Forum Ateista.pl
Czy ktoś mógłby wyjaśnić...? (wątek zbiorczy) - Wersja do druku

+- Forum Ateista.pl (https://ateista.pl)
+-- Dział: Nauka (https://ateista.pl/forumdisplay.php?fid=5)
+--- Dział: Nauki ścisłe i techniczne (https://ateista.pl/forumdisplay.php?fid=19)
+--- Wątek: Czy ktoś mógłby wyjaśnić...? (wątek zbiorczy) (/showthread.php?tid=7773)



Czy ktoś mógłby wyjaśnić...? (wątek zbiorczy) - Fizyk - 04.02.2012

Bo tak naprawdę lewa i prawa też zostają na miejscu Oczko A zamianie ulegają przód i tył, czyli po prostu kierunek prostopadły do płaszczyzny lustra. Ale że z jakiegoś powodu dokonujemy w wyobraźni automatycznego obrotu obrazu o 180 stopni, mamy wrażenie, że zamieniły się lewo i prawo.

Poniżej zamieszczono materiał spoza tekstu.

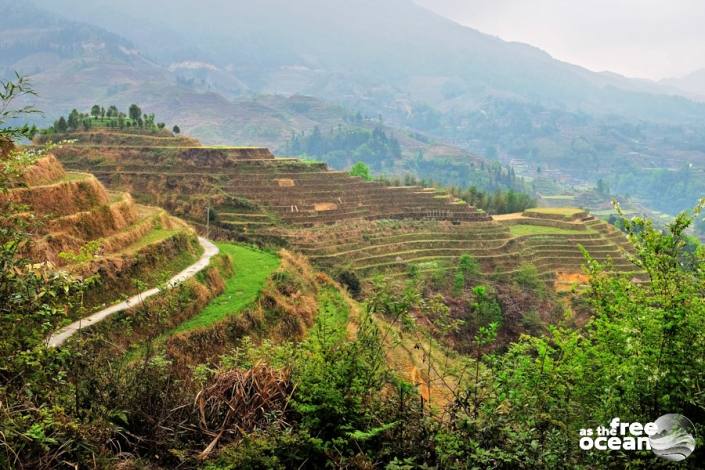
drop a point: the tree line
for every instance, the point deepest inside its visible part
(112, 117)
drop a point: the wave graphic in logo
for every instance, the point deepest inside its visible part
(675, 438)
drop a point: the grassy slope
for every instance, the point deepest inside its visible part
(252, 268)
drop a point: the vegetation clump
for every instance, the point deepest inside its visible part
(111, 118)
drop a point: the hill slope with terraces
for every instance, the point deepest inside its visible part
(80, 227)
(341, 222)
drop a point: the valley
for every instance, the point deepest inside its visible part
(344, 234)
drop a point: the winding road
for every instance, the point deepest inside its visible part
(60, 336)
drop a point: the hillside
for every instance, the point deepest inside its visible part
(340, 222)
(94, 233)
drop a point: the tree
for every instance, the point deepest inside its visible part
(9, 91)
(135, 113)
(361, 170)
(35, 299)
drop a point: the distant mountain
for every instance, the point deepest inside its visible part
(379, 55)
(207, 63)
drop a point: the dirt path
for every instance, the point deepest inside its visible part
(60, 336)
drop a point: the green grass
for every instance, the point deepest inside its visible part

Czy ktoś mógłby wyjaśnić...? (wątek zbiorczy) - Windziarz - 04.02.2012

Dodam jeszcze, że oś tego obrotu wybieramy tak, jak wydaje nam się sensownie. Sensownym jest dla nas, że człowiek obróci się o 180° wokół osi pionowej, nieco mniej sensowny zdaje się obrót o tyle samo, ale wokół osi poziomej.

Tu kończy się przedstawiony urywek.